International migration presents the human face of globalization, with consequences that make headlines throughout the world. The Cross-Border Connection addresses a paradox at the core of this phenomenon: emigrants departing one society become immigrants in another, tying those two societies together in a variety of ways. In nontechnical language, Roger Waldinger explains how interconnections between place of origin and destination are built and maintained and why they eventually fall apart.

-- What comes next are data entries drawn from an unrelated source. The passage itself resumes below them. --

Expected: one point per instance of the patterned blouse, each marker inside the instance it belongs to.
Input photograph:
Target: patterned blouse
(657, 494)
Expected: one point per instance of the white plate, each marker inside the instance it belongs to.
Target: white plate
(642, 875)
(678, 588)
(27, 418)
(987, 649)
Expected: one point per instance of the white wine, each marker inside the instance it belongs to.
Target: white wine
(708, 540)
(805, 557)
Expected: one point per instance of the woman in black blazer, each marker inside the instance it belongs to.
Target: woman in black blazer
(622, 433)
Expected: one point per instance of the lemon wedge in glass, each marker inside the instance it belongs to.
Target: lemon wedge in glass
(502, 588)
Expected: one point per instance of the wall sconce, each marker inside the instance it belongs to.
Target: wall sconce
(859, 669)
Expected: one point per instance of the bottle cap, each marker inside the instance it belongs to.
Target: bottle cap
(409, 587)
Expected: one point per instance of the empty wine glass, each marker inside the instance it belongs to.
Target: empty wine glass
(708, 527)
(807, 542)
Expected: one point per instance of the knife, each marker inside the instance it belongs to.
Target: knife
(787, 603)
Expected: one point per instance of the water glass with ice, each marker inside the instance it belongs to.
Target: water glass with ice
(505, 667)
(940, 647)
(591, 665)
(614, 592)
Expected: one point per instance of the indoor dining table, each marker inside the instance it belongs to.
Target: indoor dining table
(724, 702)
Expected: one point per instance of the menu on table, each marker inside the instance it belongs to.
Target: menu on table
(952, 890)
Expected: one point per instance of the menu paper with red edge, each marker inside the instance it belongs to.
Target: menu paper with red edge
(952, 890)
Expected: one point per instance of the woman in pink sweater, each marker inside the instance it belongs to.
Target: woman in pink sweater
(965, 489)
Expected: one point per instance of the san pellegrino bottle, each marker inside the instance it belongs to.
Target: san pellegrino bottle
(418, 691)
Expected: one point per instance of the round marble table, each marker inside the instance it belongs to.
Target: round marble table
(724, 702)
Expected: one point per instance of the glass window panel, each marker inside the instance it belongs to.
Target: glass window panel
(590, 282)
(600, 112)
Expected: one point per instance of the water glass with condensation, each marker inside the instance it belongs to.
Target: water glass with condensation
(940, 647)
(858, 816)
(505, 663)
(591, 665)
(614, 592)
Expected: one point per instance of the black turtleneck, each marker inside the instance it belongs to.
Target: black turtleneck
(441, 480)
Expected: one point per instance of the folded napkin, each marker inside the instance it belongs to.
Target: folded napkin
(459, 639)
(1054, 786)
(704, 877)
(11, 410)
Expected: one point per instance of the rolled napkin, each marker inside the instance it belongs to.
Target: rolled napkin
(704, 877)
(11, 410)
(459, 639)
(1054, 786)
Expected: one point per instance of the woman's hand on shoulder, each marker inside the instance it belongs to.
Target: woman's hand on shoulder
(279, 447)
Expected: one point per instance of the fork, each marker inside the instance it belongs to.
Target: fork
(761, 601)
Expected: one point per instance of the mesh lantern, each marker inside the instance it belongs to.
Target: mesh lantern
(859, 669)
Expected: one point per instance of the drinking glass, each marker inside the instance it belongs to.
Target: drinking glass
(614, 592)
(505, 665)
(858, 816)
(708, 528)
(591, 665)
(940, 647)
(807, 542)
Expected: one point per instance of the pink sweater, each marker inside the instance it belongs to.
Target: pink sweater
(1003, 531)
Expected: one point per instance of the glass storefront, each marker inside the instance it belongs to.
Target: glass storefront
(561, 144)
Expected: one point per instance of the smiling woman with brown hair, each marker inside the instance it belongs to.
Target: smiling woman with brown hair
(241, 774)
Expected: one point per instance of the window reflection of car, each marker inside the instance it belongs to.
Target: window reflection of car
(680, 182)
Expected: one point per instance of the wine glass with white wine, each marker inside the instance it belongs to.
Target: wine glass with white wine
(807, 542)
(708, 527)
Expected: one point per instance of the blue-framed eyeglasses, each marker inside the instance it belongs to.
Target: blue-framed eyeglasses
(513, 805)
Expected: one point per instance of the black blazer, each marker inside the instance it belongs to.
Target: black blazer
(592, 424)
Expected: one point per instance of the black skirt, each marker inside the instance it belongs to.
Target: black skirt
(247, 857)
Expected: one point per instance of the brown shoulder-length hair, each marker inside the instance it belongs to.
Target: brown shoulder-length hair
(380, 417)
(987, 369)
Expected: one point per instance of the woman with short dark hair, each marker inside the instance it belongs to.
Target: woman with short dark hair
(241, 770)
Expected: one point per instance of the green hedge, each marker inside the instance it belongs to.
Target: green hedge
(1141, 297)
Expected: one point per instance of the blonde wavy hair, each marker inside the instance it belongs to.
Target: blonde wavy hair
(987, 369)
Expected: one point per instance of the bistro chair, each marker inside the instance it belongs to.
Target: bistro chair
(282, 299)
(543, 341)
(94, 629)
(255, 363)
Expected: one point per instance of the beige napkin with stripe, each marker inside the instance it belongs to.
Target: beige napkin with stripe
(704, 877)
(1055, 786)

Newcomers moving away from the developing world find that migration is a good thing, letting them enjoy the benefits of residence in the developed world, some of which they send on to their relatives at home in the form of remittances. Residing in a democratic state, free from the long arm of their place of origin, emigrants mobilize to produce change in the homelands they left. Emigration states, in turn, extend their influence across boundaries to protect nationals and retain their loyalty abroad. Time, however, proves corrosive, and in the end most immigrants and their descendants become progressively disconnected from their home country, reorienting their concerns and commitments to the place where they actually live.
Although widely studied, cross-border connections remain misunderstood, both by scholars convinced that globalization is leading to a deterritorialized world of unbounded loyalties and flows, and by policy makers trying to turn migration into an engine of development. Not since Oscar Handlin’s classic The Uprooted has there been such a precisely argued, nuanced study of the immigrant experience.